Golf is another sport that is extremely vulnerable to changing weather patterns. In 2013, high temperatures and drought made some of the greens at the British Open Championship virtually unplayable. In July 2016, historic flooding in West Virginia engulfed an entire course, which forced the Professional Golfers’ Association’s Greenbrier Classic tournament to be cancelled. Nutrients are washed away with heavy rain and more areas will be susceptible to erosion, especially near the coast. More than a thousand golf courses in the United States are considered “coastal.” Based on the Golf Digest’s research by Longitudes Group, out of 1,168 courses less than two meters above sea level, more than half are vulnerable to disappearance by the end of this century. Presidential nominee Donald Trump is designing a sea wall to protect one of his golf courses.

Golf courses are already adapting to the changing climate. Drainage systems are redesigned for more efficient or even recycled water use. Genetic diversity in turf grass will make fields more resilient. On the other hand, one study found that as early as the 2020s, the average golf season could be one to seven weeks longer and the annual round played could increase by 5.5 to 37.1 percent.


Heat can have an especially dramatic impact on long-distance running events. Marathon times are typically 2 minutes slower for every 10°F the temperature rises.

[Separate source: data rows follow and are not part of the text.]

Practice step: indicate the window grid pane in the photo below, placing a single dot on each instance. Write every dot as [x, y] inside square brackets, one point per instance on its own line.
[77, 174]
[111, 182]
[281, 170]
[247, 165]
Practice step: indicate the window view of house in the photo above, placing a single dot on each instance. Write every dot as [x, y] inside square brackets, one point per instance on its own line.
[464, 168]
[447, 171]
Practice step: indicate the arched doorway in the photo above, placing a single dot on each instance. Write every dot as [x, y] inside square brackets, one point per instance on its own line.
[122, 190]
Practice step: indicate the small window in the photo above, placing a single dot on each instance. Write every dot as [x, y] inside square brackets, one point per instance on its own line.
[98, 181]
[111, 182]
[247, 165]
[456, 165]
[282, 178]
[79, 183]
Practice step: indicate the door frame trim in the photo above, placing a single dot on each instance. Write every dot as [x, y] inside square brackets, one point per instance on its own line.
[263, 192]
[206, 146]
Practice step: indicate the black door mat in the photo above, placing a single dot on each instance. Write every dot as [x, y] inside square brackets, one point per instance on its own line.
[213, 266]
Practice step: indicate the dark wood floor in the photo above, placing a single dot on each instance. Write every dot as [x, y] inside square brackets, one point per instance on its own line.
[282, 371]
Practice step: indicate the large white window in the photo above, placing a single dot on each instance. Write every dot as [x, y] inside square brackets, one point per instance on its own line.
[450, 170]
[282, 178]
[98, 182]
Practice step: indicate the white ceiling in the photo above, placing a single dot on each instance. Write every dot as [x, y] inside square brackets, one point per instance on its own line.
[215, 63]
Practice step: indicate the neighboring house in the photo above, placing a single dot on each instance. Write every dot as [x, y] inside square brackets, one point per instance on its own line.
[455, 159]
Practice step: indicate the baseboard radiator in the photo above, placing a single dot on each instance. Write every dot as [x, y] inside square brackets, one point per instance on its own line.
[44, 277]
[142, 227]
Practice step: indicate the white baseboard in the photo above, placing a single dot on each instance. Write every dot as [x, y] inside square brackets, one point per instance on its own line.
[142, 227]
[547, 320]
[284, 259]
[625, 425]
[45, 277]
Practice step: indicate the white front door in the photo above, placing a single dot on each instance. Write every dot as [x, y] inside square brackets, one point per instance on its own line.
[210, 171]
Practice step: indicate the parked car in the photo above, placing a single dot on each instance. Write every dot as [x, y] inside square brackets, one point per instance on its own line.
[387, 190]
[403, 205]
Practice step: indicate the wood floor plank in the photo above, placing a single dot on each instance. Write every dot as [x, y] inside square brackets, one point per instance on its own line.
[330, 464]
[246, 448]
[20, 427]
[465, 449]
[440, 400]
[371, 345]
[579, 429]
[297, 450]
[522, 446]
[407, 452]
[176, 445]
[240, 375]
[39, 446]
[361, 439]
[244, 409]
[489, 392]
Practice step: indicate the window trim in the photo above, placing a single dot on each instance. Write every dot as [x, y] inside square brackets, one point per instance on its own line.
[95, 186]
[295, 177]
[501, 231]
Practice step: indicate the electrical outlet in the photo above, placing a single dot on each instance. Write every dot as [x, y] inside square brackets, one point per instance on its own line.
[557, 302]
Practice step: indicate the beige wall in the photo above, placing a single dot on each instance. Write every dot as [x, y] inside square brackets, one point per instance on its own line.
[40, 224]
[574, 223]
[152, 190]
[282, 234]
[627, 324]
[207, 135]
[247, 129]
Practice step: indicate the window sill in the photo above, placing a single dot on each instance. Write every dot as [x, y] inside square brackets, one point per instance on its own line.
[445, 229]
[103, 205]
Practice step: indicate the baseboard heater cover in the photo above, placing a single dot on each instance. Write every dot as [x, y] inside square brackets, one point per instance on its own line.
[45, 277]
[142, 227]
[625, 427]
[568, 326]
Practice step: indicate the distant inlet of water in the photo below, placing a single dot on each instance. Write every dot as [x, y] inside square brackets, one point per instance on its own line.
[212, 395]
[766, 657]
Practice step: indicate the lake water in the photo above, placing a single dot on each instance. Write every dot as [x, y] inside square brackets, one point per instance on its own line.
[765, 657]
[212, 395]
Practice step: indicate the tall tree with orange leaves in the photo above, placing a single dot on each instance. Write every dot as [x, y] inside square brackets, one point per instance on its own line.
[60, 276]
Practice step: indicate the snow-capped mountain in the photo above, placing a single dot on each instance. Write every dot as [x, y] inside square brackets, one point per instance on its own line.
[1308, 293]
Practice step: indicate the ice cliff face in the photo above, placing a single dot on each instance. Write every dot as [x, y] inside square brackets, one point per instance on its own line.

The Los Angeles Marathon is traditionally run on the third weekend in March but, last year, when temperatures hit a race-record 90°F, nearly 200 runners needed medical attention, and more than 30 were hospitalized. The event was moved to February for the first time in 2016, when athletes could qualify for the Summer Olympic games, but temperatures were still more than 20°F above average.

The 2012 Boston Marathon was a sweltering 89°F, just one degree short of the all-time high. Winning times were nearly 10 minutes slower than the previous year, when race day was a balmy 57°F. The starting time for the race was changed to earlier in the day in 2006 in an attempt to beat the heat.

NYC’s 2012 marathon was cancelled due to Superstorm Sandy.